I remember kneeling in the soft dirt between strawberry rows, a tray of berry baskets beside me. I had been taught how to lay the leaves gently aside in order to expose the fruit as it nestled there in every stage of ripeness. One must never pick the green-and-white berries, not even if they had a blush of deep red. It was tempting to do so, for a five-year old wanted to fill up a basket fast in order to collect a ticket for pay just like the pickers who had come from town.

When my Delaware relatives learned I was moving to Florida, they launched into Florida strawberry stories. One cousin had, as a child, made annual treks to Plant City (berry kingdom of the South) where his father was a distributor.

Since those early days in the strawberry patch, my life had been strawberry-poor. The fruit we bought in our upstate New York markets did not even resemble the berries I remembered. Therein, Florida might have redeemed itself.

But one devastating strawberry season followed the next.
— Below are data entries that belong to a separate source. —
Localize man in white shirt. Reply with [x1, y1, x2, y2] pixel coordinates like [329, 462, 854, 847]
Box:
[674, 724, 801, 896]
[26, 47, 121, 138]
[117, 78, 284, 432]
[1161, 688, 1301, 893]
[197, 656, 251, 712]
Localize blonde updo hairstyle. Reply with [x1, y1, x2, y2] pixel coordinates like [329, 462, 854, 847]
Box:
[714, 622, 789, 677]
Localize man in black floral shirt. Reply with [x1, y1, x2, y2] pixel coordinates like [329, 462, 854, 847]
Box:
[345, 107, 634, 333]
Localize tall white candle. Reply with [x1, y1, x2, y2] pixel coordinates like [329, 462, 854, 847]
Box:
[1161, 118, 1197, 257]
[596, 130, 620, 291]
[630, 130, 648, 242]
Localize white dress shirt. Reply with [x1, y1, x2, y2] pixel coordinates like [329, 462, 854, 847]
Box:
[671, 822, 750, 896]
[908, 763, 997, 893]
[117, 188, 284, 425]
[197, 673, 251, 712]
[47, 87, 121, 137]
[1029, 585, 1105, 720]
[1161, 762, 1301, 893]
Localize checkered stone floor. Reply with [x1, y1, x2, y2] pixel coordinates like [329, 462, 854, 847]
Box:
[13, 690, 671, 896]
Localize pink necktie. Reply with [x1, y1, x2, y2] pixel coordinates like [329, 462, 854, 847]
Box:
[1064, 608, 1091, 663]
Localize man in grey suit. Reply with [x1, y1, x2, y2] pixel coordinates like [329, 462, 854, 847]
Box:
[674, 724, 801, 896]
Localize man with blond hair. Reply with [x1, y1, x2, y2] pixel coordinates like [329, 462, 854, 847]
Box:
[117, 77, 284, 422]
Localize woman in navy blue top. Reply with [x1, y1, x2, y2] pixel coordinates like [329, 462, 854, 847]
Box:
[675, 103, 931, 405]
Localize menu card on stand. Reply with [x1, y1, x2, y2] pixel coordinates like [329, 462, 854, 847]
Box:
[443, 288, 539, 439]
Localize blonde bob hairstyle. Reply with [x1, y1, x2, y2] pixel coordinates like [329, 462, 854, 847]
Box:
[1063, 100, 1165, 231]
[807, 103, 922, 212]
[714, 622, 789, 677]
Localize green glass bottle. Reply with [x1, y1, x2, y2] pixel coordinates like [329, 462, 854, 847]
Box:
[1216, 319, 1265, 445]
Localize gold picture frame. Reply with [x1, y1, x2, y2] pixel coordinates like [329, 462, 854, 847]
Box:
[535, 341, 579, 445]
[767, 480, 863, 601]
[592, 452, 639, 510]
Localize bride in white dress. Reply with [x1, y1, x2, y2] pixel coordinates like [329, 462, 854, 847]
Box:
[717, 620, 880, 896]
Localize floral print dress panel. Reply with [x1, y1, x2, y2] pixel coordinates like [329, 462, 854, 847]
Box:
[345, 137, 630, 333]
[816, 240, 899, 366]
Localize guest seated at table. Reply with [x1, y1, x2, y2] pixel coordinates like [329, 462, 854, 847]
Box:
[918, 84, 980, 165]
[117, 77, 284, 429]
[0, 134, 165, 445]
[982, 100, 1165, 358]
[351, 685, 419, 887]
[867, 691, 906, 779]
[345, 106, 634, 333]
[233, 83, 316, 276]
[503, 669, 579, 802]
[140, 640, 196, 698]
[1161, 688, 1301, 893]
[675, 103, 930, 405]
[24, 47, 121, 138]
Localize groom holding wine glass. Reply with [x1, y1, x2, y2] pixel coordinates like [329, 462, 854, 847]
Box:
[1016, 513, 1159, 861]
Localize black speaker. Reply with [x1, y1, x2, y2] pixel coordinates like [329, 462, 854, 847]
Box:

The berries were often beautiful - enormous and very red; I couldn't wait to sugar down the first basket I bought. But their flavor had been sacrificed to size, and the juicy Blakemore variety we grew on the homeplace soon became the focus of my ever-expanding strawberry mythology. Every year my husband listened to my tirades of loss - his own indignation tempered by lack of comparison.

"The strawberry of a poet's childhood tastes better than just about anything in the world," he observed one evening. In the astuteness of his comment I nearly rested my case.

Although it is true, this inferiority of the present-day strawberry, my passion is aroused not so much by the loss of taste as by the recollection of abundance. The world of those berries has vanished. I know, in my yearly bother at the produce market, that I am actually reciting a litany of riches: a small black cash box chock full of worn claim tickets, the peopled fields, the stain of berry juice on front and behind, and that smell - a faint musk of overripe fruit, with two parents about. It was the world before worry began.